Logging
ECE ECK Elastic Cloud Hosted Self Managed
You can configure several types of logs in Elastic Stack that can help you to gain insight into Elastic Stack operations, diagnose issues, and track certain types of events.
The following logging features are available:
Application and component logging: Logs messages related to running Elasticsearch.
You can configure the log level for Elasticsearch, and, in self-managed clusters, configure underlying Log4j settings to customize logging behavior.
Deprecation logging: Deprecation logs record a message to the Elasticsearch log directory when you use deprecated Elasticsearch functionality. You can use the deprecation logs to update your application before upgrading Elasticsearch to a new major version.

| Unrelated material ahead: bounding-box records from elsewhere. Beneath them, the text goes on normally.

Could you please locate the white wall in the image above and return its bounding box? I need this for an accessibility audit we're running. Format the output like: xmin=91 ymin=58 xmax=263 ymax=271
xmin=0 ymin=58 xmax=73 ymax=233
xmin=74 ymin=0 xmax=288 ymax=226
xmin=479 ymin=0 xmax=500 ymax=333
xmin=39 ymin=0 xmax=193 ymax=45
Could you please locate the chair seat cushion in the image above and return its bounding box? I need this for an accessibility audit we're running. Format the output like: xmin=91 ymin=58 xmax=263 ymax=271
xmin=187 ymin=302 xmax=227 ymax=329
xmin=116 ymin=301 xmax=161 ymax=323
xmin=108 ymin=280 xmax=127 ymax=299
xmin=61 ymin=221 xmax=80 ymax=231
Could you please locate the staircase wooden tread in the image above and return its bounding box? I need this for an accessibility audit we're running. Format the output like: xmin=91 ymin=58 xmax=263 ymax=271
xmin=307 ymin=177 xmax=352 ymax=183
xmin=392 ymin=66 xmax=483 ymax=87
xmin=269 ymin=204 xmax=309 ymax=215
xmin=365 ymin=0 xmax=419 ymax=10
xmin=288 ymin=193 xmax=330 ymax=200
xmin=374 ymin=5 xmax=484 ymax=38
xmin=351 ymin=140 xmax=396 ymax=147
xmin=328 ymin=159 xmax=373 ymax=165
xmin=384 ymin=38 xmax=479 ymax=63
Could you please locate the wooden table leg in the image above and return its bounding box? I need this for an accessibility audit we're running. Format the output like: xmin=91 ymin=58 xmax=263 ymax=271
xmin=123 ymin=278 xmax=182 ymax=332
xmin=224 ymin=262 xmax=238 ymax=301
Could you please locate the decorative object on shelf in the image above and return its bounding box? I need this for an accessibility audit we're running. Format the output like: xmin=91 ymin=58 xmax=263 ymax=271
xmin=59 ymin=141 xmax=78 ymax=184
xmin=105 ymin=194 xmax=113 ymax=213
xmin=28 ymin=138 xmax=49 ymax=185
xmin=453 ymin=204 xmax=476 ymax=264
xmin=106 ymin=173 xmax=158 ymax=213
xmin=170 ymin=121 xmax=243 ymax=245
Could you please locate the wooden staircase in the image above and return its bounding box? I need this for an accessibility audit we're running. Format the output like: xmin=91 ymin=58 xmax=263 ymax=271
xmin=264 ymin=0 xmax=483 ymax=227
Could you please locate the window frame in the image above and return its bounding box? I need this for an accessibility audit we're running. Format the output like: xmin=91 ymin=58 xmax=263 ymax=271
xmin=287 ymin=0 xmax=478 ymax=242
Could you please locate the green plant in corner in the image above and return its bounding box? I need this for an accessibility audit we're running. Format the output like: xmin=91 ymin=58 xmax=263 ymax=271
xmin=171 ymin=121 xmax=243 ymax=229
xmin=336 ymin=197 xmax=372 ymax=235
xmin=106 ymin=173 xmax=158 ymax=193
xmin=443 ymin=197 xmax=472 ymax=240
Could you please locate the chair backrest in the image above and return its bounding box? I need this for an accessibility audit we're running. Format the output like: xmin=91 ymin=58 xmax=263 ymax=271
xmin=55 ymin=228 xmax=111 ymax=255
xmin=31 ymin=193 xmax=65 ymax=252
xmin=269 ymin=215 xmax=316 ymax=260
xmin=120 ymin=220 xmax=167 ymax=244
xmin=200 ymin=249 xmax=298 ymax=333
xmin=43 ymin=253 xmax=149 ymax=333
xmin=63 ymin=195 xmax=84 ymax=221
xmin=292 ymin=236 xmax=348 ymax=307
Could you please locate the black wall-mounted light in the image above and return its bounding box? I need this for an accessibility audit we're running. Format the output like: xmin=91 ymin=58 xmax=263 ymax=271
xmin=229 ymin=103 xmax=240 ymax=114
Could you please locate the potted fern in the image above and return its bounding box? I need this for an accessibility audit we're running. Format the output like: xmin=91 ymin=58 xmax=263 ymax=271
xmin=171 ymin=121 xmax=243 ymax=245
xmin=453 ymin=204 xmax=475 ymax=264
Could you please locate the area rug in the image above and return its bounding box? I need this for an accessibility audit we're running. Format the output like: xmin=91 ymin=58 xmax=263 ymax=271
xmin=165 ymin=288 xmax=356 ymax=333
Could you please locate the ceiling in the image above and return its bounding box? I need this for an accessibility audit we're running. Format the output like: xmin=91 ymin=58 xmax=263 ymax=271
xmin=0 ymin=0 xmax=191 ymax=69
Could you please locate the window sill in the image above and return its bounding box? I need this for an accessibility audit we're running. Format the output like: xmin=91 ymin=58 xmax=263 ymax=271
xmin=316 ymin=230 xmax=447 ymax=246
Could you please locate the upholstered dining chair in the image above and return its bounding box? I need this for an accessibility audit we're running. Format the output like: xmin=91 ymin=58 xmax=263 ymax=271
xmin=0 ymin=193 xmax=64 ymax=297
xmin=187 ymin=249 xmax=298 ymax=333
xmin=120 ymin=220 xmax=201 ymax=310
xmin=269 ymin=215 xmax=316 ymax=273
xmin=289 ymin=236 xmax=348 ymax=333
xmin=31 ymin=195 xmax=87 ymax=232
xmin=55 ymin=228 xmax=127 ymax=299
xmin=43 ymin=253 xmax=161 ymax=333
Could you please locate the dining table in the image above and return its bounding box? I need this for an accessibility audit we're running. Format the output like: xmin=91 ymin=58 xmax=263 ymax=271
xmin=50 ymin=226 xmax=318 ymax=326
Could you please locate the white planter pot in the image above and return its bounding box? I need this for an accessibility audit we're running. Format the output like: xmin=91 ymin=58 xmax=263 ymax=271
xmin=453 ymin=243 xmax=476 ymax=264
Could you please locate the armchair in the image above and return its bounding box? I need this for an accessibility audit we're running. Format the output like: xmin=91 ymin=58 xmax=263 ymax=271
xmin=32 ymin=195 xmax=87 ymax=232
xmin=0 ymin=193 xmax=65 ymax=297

Audit logging: Logs security-related events on your deployment.
Slow query and index logging: Helps find and debug slow queries and indexing.
Application and component logging: Logs messages related to running Kibana.
You can configure the log level for Kibana, and, in self-managed, ECE, or ECK deployments, configure advanced settings to customize logging behavior.
Audit logging: Logs security-related events on your deployment.
The way that you access your logs differs depending on your deployment method.
Access your logs using one of the following options:
- All orchestrated deployments: Stack monitoring
- Elastic Cloud Hosted: Preconfigured logs and metrics
- Elastic Cloud Enterprise: Platform monitoring
If you run Kibana as a service, the default location of the logs varies based on your platform and installation method:
On Docker, log messages go to the console and are handled by the configured Docker logging driver. To access logs, run docker logs.
For macOS and Linux .tar.gz installations, Elasticsearch writes logs to $KIBANA_HOME/logs.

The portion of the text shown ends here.